Dinakar felt eased of tension by this casual question, although he was still aware of the profound effect that Narayan's earlier revelation had created.

‘That is matra-raksha,’ Dinakar said. ‘My mother hugged me and tied it around my neck before she went to bathe in the river. Inside me there is a painful knot of unanswered questions. Did she tie the amulet around my neck knowing she was going to kill herself, or did she accidentally fall and die? Who is my father? They say my mother wore a tali around her neck and kumkum on her forehead. That means she was not a widow, she must have left my father. But why did she leave him? And whose gold was in the trunk? My father's? My mother's? That gold must be tainted … because of it my benefactor's children became greedy. It also led to the shamelessness of the woman I married.
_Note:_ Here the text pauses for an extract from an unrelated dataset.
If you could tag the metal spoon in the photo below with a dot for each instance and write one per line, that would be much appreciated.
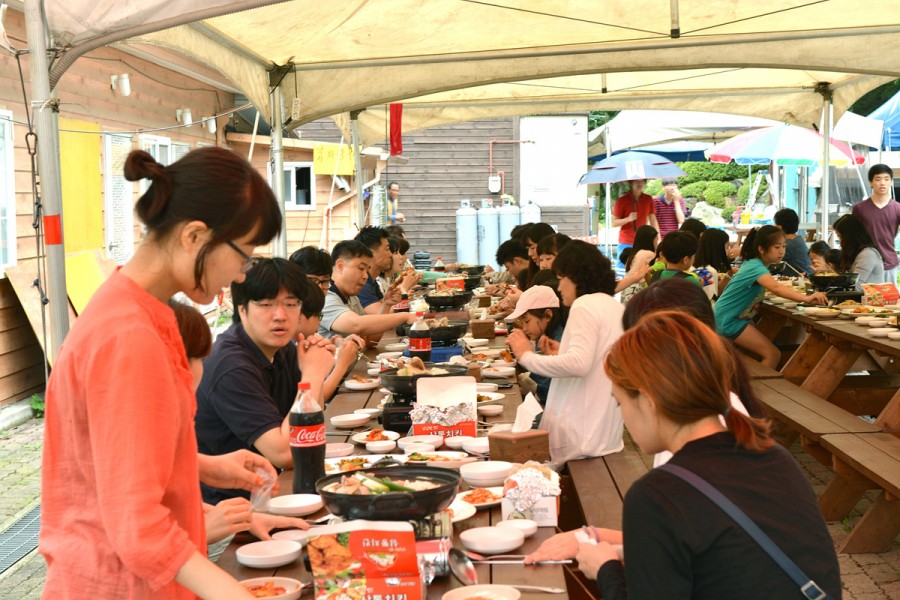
(464, 571)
‘By today's reckoning, the gold must be worth a crore. Sometimes I am tormented, wondering “Did my mother steal it? Is it dirty gold?” But I feel lighter because I have lost half of it. That is another big story, I shouldn't go into it now,’ said Dinakar. Then he went on to tell it just the same.

‘You remember how Tripathi used to sit on that chair, a stick in his hand, kumkum on his forehead, neatly shaven, with a big white moustache, a gold-bordered shawl around his shoulders. Even now I can see him sitting there like a king. He had a very strong voice. He would sit on his chair and get everything done in his masterful way. Exactly the image of a feudal lord. Yet he was also a great philanthropist. Every day food was given to people in the dharamshala he got built. He never touched any of the gold from my mother's trunk. He educated me in English schools with his own money. But the son he had who was my age, he sent to a Sanskrit school, trying to bring him up as another Tripathi. From the beginning, that son didn't like me. When his father couldn't hear what he was saying, he would insult my mother and make me cry. He hated me because I was his father's favourite. So Tripathi himself bears some of the fault. A man who looked after everyone else with such lordly kindness did not treat his own son with enough kindness.